Maybe one day I'll make a proper video detailing my pin making process but for now I'll mention the basics for anyone interested.

  • Once I have a design drawn out, I scan and resize it. This way I can print it on a sheet of card stock and use it as a stencil to guide my x-acto knife.

  • When I roll out the clay I place chopsticks on each side to keep the clay an even thickness, roughly 1/4 inch thick. (Click here to see how I use the same method to make clay Christmas ornaments.)

  • I lay the paper stencil on the clay and carefully cut around it with my knife, being sure to keep the knife pointed straight up and down as I cut. This prevents slanted sides on the pins.

  • I use polymer clay which needs to be baked. You can use a traditional oven but I actually like using my Instant Pot air fryer because I rarely get brown spots on my clay.
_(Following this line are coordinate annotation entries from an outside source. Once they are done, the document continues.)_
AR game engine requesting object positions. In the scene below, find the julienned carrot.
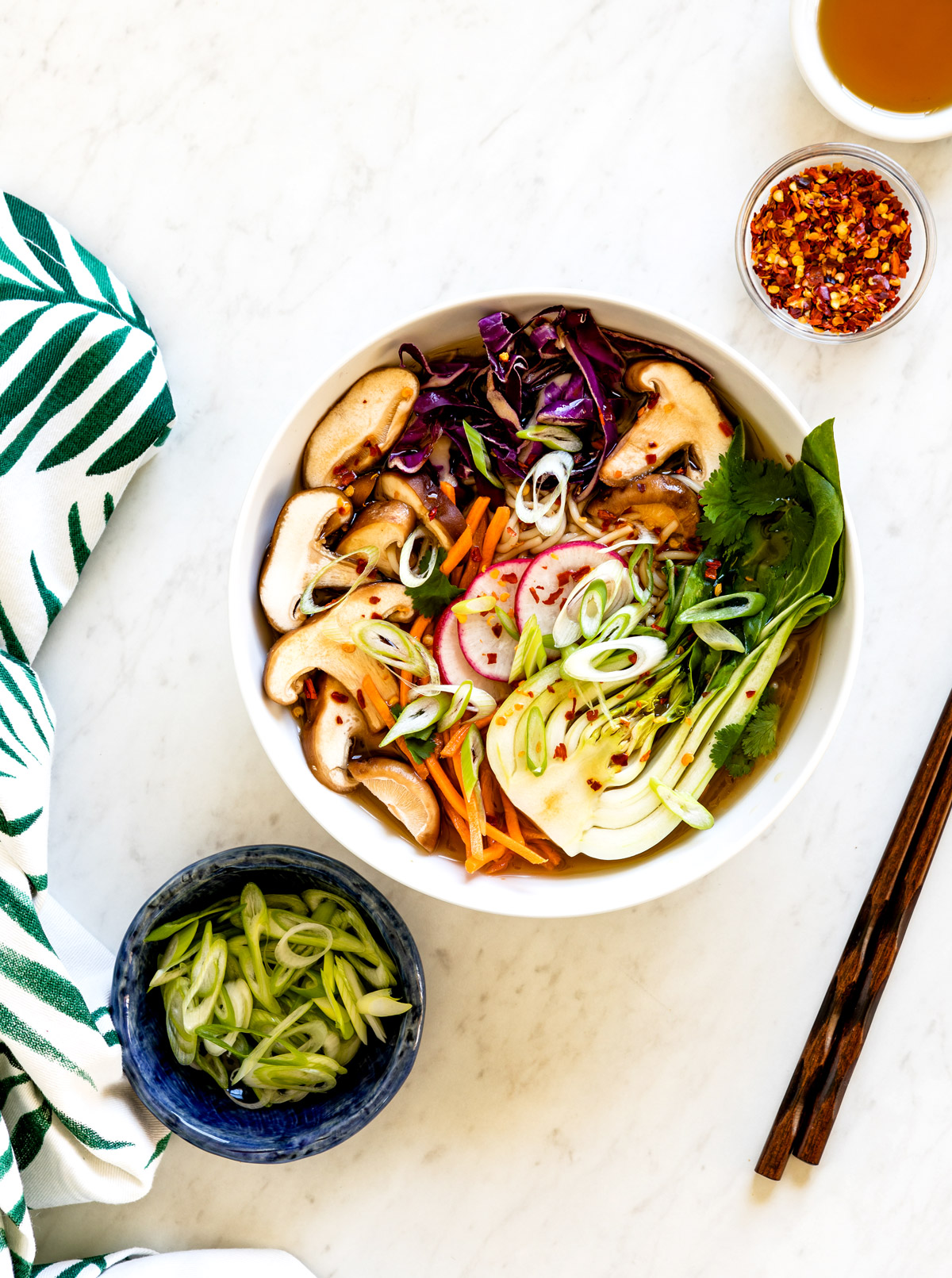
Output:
[483,506,509,571]
[466,497,489,533]
[440,723,471,759]
[466,843,512,874]
[360,675,427,781]
[440,528,473,577]
[425,755,466,820]
[500,786,525,843]
[443,801,471,860]
[427,755,546,865]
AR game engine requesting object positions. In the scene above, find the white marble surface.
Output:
[9,0,952,1278]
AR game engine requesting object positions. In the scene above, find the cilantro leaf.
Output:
[711,723,743,768]
[731,459,795,515]
[741,701,780,759]
[406,547,463,617]
[711,723,754,778]
[404,736,436,763]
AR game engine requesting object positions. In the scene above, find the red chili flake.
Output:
[750,163,912,332]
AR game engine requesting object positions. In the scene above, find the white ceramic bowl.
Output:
[789,0,952,142]
[228,289,862,918]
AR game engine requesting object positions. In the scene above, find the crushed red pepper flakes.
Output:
[750,163,911,332]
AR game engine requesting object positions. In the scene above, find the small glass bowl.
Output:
[735,143,935,345]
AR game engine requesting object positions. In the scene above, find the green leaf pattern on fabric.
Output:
[0,195,175,661]
[0,195,168,1278]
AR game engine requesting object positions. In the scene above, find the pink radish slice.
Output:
[433,608,509,701]
[516,542,625,635]
[459,558,532,680]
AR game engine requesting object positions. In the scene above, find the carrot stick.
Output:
[440,528,473,577]
[440,723,470,759]
[360,675,427,781]
[500,786,525,843]
[425,754,466,819]
[483,506,509,571]
[443,803,471,860]
[427,755,546,865]
[466,497,489,533]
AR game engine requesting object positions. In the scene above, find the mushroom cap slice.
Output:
[337,501,416,577]
[301,368,419,488]
[259,581,415,732]
[596,471,701,537]
[258,488,359,631]
[598,359,734,488]
[350,755,440,853]
[377,470,466,551]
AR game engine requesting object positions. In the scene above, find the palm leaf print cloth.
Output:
[0,195,174,1278]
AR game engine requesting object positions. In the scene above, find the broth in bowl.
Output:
[259,304,846,878]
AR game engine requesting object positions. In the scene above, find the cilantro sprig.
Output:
[711,701,780,778]
[406,547,463,617]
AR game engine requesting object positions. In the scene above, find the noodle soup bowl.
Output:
[228,289,862,918]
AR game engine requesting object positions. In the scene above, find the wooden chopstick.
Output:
[755,693,952,1181]
[793,753,952,1165]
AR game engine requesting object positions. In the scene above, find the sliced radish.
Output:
[433,608,511,701]
[459,558,532,680]
[516,542,625,635]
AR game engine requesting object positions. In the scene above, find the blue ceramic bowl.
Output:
[113,843,425,1163]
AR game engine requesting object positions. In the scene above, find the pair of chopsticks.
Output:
[757,693,952,1181]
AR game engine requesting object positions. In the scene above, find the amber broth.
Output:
[816,0,952,113]
[426,383,823,877]
[282,337,823,877]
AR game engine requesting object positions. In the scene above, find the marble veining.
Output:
[9,0,952,1278]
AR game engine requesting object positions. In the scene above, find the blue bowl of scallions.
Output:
[111,845,425,1163]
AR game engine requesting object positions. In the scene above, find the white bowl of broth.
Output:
[228,290,862,918]
[789,0,952,142]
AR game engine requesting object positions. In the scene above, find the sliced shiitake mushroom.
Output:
[350,755,440,853]
[301,368,419,488]
[259,581,415,732]
[377,470,466,551]
[598,359,734,488]
[337,501,416,577]
[258,488,358,631]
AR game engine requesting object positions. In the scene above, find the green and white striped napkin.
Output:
[0,195,174,1278]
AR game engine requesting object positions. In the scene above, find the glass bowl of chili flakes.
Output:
[735,143,935,343]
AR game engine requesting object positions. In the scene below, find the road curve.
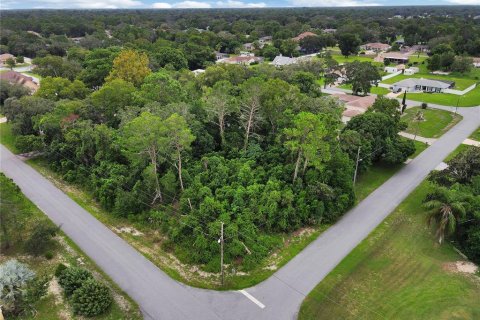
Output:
[0,107,480,320]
I bake my pieces at 265° for 1 hour.

  • When the clay is cool I will use acetate and q-tips to remove any imperfections from the surface of the clay. Polymer clay becomes a hard plastic once it is baked. By gently rubbing acetate on the surface the plastic will soften, pushing down those annoying bubbles and removing any dust, hair, or fingerprints.

  • The most exhausting part of the whole process for me is sanding down the sides of each and every pin. Due to some tendon inflammation in my hands and wrists I find it easier to use a mini rotary tool like this one. Sanding creates a lot of dust and that dust is plastic particulate so it is VERY important to do this in a sanding box or outside. And even if you go outside please WEAR A MASK! Plastic does not belong in your lungs and this dust will find its way there.
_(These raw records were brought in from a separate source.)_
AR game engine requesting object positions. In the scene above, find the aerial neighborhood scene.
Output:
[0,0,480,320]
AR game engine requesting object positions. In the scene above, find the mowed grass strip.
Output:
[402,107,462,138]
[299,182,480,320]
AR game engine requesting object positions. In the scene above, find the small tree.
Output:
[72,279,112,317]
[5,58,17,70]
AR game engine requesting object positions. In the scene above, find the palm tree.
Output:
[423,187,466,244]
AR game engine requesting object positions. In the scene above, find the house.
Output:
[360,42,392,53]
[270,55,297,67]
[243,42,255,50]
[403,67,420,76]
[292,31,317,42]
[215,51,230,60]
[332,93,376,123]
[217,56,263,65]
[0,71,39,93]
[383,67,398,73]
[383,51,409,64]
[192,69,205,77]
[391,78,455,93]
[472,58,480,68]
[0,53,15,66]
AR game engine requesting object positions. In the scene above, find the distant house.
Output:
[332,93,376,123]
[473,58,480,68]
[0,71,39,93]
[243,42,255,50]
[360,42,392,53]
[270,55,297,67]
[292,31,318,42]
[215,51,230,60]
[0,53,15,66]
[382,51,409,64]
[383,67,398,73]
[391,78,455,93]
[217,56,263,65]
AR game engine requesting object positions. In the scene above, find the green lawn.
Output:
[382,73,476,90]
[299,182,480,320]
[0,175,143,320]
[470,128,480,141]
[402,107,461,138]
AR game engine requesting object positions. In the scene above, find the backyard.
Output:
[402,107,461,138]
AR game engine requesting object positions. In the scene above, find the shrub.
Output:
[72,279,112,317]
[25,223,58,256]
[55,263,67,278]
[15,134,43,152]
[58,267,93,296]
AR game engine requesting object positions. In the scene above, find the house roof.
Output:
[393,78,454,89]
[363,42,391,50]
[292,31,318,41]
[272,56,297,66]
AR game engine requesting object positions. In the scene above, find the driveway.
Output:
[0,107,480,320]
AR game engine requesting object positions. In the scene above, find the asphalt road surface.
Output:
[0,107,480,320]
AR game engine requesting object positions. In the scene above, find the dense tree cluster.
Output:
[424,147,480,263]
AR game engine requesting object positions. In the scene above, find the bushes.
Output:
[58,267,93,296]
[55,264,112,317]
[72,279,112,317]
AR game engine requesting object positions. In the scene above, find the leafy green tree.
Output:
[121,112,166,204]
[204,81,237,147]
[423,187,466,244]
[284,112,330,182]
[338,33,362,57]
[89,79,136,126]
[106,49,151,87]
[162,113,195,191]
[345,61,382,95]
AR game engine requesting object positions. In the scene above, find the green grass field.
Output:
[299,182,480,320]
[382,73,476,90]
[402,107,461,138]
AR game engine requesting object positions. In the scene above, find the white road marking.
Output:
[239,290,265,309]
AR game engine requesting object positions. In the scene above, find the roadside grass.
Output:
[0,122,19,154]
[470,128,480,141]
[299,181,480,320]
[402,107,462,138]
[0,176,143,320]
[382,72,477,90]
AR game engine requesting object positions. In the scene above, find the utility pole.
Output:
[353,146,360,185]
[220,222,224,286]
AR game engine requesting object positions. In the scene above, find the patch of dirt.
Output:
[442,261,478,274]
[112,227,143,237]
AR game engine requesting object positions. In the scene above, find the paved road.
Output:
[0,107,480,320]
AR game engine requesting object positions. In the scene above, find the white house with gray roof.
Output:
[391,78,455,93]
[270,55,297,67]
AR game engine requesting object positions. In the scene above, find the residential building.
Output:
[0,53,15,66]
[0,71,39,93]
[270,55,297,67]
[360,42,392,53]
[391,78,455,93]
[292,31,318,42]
  • I wipe any loose dust off the pins and glue the butterfly pin clasps to the back of each pin. Depending on the size and shape of the pins some designs may require two clasps per pin.
    I've seen other people recommend using E6000 glue but that stuff did not work for me at all. Good old super glue has given me the best results.

  • Once the glue is dried I will poke the pins into small pieces of scrap foam core board which creates a sturdy base that will keep the pins sitting level and allows me to firmly hold the pins while painting.

How I transfer the design onto each pin.

  • I trace the design from the paper stencils onto a small piece of tracing paper. I draw this with an ink pen to prevent smearing when rubbed.

  • Then I flip the tracing paper over and trace the flipped image with a pencil.

  • I carefully position the paper right side up onto the face of the pin.

  • Using my fingernail or a small tool I gently rub over the pencil lines, pressing them onto the surface of the pin. I'll carefully lift up corners of the paper to see if the lines have transferred properly. If I missed a spot I can lay the corner back down and give it some extra rubbing.

  • When the tracing paper is removed the line work is visible on the face of the pin

Adding colors and detail.

  • I like to paint my pins with acrylic gouache and FW acrylic ink for details.

  • I prefer premixing most of the colors I'll be needing for a batch of pins. I like to use these little containers to mix and store the paint.

  • Once I have the pins painted I'll add line work and extra details with a fine tipped paint brush, colored pencils or a dip pen.

  • The last step is adding UV resign on the sides, back and front of each pin. This really adds that professional touch that gives the pins extra durability and protection, as well as a beautiful shine.